P.S. 94 is a District 75 special-needs school that serves students with various learning disabilities, especially autism.

“We’re calling on the Department of Education once again to stop bulldozing parents,” Stringer said at the rally outside 1 Centre St., noting that there was no rationale provided for the emergency declaration. “We’re going to stop them every time they discriminate against our most vulnerable [students].”

Following a challenge to the expansion plan from local advocates, the state ruled on Aug. 2 that Girls Prep could not expand unless the DOE presented an Educational Impact Statement weighing the move’s possible effects on the student population.

Klein responded to the ruling by issuing the emergency declaration last week, an action that permits the DOE to circumvent the state’s decision by claiming it will benefit students’ general welfare.

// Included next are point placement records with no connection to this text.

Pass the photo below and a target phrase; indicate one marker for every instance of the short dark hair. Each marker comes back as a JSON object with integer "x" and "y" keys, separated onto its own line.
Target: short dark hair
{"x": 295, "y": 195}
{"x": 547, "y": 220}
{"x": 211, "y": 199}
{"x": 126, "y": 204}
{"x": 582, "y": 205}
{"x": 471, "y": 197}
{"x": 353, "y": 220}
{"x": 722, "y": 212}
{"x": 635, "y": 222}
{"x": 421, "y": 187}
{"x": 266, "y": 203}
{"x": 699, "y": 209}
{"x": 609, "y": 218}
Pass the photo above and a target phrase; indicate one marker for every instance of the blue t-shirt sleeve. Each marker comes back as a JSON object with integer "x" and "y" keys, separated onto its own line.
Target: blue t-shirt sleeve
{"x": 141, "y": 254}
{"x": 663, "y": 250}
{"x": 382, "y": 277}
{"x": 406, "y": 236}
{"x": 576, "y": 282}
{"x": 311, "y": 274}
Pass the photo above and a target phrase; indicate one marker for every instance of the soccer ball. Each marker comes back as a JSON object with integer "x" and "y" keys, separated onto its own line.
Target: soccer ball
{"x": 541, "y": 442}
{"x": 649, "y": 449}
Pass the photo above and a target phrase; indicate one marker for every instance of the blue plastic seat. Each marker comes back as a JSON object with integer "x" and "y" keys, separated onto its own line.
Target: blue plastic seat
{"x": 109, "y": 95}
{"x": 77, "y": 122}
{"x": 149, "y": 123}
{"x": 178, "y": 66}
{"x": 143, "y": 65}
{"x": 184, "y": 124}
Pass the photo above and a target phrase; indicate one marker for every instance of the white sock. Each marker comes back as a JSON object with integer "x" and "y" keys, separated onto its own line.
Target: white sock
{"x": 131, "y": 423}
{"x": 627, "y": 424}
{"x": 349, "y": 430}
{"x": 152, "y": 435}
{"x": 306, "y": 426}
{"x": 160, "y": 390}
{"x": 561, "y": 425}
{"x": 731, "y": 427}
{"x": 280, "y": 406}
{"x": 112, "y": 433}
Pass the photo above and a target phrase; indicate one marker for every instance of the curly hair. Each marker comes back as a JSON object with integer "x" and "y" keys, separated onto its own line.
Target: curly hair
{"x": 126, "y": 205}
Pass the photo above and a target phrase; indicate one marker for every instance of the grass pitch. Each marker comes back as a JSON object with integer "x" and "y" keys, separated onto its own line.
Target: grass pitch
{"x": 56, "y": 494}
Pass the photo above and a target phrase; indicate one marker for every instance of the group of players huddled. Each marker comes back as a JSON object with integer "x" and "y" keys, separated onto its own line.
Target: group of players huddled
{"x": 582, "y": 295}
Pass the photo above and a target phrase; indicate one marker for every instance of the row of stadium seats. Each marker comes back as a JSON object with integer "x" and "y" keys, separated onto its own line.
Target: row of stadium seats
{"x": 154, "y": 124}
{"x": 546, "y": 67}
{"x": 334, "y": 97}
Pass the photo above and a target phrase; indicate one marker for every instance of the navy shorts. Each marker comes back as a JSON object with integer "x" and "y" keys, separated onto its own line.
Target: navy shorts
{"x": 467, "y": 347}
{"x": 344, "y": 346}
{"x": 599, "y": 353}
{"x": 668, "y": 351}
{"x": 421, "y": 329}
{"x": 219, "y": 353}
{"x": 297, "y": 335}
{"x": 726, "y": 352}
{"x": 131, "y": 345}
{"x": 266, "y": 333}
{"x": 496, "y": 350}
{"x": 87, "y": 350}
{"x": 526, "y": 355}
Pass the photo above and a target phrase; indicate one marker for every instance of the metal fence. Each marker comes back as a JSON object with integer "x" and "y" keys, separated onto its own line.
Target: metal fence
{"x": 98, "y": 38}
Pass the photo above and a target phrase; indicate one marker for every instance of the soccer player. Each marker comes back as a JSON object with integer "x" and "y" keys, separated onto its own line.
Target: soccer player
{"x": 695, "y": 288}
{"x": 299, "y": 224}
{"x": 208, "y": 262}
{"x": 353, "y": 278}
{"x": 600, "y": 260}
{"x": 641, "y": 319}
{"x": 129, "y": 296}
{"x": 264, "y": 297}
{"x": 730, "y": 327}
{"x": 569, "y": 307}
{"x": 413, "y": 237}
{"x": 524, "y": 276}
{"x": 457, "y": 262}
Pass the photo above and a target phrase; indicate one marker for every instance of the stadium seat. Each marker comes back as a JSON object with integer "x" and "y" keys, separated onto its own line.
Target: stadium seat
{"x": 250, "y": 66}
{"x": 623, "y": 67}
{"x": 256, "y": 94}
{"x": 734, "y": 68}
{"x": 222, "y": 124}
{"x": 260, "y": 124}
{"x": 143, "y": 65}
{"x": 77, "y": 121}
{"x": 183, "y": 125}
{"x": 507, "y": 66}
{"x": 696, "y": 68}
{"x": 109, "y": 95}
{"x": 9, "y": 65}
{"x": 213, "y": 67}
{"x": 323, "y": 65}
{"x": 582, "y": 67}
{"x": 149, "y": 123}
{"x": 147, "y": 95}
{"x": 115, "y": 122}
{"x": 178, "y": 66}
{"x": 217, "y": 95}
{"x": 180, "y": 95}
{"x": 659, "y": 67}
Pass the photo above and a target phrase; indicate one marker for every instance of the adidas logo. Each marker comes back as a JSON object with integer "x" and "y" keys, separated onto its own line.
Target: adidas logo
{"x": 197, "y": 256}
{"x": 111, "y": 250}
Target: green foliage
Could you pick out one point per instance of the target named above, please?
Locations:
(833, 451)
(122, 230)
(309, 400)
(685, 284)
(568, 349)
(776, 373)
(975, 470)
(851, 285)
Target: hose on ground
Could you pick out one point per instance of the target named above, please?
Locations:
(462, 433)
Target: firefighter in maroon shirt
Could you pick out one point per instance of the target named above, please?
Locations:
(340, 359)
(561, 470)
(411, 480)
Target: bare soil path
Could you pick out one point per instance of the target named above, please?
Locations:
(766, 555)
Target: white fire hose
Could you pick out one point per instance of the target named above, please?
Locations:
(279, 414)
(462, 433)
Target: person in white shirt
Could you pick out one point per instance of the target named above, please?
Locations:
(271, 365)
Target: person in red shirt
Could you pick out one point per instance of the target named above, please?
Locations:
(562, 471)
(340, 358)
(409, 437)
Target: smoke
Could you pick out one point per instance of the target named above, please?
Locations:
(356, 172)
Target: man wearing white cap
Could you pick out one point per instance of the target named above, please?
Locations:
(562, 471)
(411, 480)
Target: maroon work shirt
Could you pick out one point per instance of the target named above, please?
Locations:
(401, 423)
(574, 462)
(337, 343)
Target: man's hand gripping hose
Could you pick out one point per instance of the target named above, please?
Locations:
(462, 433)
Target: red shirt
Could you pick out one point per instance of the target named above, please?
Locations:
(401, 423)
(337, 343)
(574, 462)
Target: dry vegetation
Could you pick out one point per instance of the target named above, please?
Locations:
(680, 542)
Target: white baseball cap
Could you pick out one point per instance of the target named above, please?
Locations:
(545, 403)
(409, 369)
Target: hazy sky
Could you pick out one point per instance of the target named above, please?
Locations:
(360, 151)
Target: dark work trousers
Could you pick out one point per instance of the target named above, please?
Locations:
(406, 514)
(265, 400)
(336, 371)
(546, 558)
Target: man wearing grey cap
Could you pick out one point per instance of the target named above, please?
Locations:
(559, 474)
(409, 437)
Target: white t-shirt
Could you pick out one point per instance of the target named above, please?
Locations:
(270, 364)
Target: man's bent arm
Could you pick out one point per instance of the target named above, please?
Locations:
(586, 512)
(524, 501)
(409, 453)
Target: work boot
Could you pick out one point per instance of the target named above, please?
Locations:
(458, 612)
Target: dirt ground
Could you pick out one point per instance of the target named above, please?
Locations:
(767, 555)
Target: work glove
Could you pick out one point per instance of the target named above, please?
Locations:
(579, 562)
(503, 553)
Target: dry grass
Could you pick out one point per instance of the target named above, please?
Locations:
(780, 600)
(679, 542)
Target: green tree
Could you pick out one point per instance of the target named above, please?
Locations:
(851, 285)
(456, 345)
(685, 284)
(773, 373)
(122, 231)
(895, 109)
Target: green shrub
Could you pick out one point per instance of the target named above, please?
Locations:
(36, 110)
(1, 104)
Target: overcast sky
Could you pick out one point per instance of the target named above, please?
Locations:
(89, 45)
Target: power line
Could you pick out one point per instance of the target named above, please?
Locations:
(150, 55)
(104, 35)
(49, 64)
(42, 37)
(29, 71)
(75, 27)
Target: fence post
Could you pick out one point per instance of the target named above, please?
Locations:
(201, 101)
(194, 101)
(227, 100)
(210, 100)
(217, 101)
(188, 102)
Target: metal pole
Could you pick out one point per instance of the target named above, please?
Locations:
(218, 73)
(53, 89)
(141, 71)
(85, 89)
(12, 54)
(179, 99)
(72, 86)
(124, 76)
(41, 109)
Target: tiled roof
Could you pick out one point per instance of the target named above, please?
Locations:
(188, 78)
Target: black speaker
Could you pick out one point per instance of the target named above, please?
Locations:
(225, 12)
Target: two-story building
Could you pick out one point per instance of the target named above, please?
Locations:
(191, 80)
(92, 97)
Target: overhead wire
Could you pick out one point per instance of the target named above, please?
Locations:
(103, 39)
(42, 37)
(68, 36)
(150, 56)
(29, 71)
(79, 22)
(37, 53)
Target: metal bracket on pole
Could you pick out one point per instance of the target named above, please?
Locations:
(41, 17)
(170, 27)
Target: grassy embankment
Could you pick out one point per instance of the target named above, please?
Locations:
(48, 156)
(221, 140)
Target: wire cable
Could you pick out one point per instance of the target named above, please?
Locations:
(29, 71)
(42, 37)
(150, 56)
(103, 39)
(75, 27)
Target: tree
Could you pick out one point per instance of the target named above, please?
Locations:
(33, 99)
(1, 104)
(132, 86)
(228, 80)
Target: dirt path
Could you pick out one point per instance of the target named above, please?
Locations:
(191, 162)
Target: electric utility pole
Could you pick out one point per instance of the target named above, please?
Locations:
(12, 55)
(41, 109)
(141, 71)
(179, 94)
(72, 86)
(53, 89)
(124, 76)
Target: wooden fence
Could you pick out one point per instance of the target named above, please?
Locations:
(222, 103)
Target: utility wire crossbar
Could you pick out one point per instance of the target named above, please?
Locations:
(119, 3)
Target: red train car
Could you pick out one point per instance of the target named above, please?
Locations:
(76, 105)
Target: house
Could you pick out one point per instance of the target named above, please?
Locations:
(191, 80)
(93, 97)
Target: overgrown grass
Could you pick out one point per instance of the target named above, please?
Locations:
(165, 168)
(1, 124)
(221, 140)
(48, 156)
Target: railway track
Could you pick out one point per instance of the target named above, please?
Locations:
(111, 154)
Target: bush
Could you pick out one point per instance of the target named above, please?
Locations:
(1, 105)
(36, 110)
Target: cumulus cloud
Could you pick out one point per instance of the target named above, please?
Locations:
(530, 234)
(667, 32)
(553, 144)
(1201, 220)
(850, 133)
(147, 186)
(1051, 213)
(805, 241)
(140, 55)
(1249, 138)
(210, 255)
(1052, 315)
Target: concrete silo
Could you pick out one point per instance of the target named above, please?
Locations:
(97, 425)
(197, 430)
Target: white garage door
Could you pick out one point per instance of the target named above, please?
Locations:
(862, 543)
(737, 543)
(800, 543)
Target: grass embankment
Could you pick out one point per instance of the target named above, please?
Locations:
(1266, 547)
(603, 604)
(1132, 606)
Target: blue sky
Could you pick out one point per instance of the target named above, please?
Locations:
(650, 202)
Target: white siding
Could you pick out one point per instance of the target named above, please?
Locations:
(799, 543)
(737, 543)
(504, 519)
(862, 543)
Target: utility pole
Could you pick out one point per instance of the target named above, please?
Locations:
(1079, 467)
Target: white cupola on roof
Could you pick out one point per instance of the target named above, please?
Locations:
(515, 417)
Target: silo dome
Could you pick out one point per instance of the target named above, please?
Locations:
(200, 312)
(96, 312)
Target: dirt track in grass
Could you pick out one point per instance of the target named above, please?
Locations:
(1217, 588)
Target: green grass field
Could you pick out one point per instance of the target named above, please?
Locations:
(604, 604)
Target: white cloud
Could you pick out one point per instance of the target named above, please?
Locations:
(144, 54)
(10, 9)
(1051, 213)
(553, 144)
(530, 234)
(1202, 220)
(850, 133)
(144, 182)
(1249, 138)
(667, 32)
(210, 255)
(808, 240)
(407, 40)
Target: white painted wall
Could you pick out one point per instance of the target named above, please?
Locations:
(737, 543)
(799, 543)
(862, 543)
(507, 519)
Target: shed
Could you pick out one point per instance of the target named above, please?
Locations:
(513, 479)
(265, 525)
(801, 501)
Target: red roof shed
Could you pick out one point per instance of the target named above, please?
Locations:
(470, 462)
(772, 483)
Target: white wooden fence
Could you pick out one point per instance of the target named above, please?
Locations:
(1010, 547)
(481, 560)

“We have a an exemption in the law the [DOE] thinks they can drive a Mack Truck through,” said State Sen. Daniel Squadron, who was also joined by local Assemblyman Brian Kavanagh, Councilwoman Rosie Mendez and Councilman Robert Jackson, chairman of the Education Committee.

“What’s going to happen to the kids with severe autism and disabilities?" Squadron added. "That’s not how emergency powers work.”

The declaration, which is permitted by the state despite its ruling against the DOE, will expire after six months.

“Not a single autistic child in this program would be moved from their current location under our proposal," said DOE spokesman Jack Zarin-Rosenfeld. "The emergency declaration would solely be to provide space for 84 middle school girls who start school in one week and, without our immediate action, would not have a place to learn.”

A small group of parents from Girls Prep echoed sentiments expressed by opponents of the expansion that the issue should not pit one school against another.

“We want to work together; we want to share the space,” said Natividad Mercedes, of the Lower East Side, the mother of a fifth-grader at Girls Prep.

“It’s a little bit tight, but that’s what we’ve talked about since the beginning” of the expansion process, she said. “Sharing is caring.”